TK zaznaczył, że "prawo do autoryzacji odnosi się jedynie do wypowiedzi dosłownie cytowanych, a zatem nie ogranicza ono prawa dziennikarza do opisowego traktowania myśli, a tym samym prawa do informowania".
gul-Seattle
PostWysłany: Czw 11:16, 12 Cze 2008    Temat postu:

Oj parobku,tobie szkodza dacyty! Chemia jest szkodliwa na zdrowie,mozna "easy" przedawkowac
rot
PostWysłany: Nie 22:18, 11 Lis 2007    Temat postu:

Oczywiście, że "Dziennik" uprawia antyPiSowską politykę, pod płaszczykiem analizy i diagnozy najemników-dziennikarzy
admin
PostWysłany: Nie 22:16, 11 Lis 2007    Temat postu: Karski: "Dziennik" zniekształcił moje wypowiedzi

Wiceminister spraw zagranicznych Karol Karski poinformował, że skieruje do sądu pozew w sprawie publikacji "Dziennika" dotyczącej kompetencji prezydenta i rządu w zakresie polityki zagranicznej.
Chodzi o piątkowy artykuł. "Dziennik" napisał w nim, że jeśli desygnowany na premiera Donald Tusk powoła na szef MSZ Radosława Sikorskiego, prezydent może nie pozwolić na zmianę ambasadorów.

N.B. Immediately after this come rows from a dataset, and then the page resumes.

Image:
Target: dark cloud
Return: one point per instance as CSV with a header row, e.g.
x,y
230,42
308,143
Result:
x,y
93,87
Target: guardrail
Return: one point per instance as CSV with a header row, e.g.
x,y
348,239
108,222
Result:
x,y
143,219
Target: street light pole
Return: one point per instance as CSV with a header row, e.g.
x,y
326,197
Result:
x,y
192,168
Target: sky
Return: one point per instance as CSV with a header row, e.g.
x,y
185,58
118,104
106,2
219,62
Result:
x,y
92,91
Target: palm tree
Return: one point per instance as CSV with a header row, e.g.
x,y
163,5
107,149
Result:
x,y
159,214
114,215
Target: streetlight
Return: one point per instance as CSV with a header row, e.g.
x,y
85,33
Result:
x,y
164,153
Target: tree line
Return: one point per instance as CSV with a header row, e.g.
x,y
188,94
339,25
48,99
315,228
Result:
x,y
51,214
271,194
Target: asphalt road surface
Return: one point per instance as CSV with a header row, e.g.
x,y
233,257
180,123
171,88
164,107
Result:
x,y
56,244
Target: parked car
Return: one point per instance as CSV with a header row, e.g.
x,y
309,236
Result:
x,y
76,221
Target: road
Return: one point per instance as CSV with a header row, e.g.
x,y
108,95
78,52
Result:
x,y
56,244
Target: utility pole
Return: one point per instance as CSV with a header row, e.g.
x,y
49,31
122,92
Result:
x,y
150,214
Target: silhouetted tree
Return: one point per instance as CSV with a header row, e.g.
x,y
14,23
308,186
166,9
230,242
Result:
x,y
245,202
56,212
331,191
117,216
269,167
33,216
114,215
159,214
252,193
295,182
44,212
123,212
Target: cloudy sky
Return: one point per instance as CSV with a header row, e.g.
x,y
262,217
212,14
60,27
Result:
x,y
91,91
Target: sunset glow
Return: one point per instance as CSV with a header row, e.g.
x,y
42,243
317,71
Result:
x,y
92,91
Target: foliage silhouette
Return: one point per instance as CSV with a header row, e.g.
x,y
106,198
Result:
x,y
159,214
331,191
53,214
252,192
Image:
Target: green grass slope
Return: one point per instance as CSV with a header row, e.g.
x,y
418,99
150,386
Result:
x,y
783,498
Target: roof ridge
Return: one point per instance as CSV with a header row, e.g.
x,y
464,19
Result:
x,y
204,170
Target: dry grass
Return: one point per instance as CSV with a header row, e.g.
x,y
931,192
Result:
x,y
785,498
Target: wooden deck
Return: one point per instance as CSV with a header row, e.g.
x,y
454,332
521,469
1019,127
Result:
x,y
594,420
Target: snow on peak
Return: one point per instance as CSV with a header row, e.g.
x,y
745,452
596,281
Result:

"Rąbka tajemnicy uchyla wiceminister spraw zagranicznych Karol Karski. Jasno mówi, że prezydent nie będzie w takiej sytuacji odwoływał ambasadorów przez siebie mianowanych. »Konstytucja jasno mówi, że ambasadora powołuje i odwołuje prezydent« - argumentuje" - napisała gazeta. Zamieściła też wypowiedź wiceministra, z której ma wynikać, jak uniknąć pata: "Donald Tusk powinien wskazać takiego ministra spraw zagranicznych, który będzie umiał dobrze współpracować z urzędującym prezydentem".

Karski w specjalnym oświadczeniu twierdzi jednak, że publikacja ta jest przypadkiem "ewidentnej nierzetelności dziennikarskiej".

"Moje autoryzowane wypowiedzi zostały istotnie zniekształcone, część z nich została usunięta z autoryzowanego już przeze mnie wywiadu. Miał też miejsce przypadek przypisania mi wypowiedzi, które nie znajdowały się w autoryzowanym przeze mnie tekście" - podkreślił.

Według Karskiego w tekście zamieszczonym przez "Dziennik" jest też błąd merytoryczny. "W autoryzowanym przeze mnie wywiadzie wyjaśniłem, że stan faktyczny i prawny jest inny. Jednak dziennikarz »Dziennika« w sposób nieuprawniony usunął część mojej wypowiedzi i dalej zachował w swoim pytaniu nieprawdziwe stwierdzenie. Skala nierzetelności dziennikarskiej, z którą zetknąłem się po raz pierwszy nie pozostawia innej możliwości niż skierowanie sprawy na drogę postępowania sądowego" - dodał.

"Dziennik" już w sobotnim wydaniu odpowiedział na zarzuty Karskiego dotyczące piątkowego artykułu.

"Wiceminister świadomie mija się z prawdą. Powiedział dokładnie to, co wydrukowaliśmy. Udzielił dokładnie takiego wywiadu jaki zamieściliśmy" - napisano. Zaznaczono także, że w autoryzowanym tekście były "co do przecinka, te same zdania i sformułowania, które znalazły się w opublikowanym przez +Dziennik+ wywiadzie i tekście".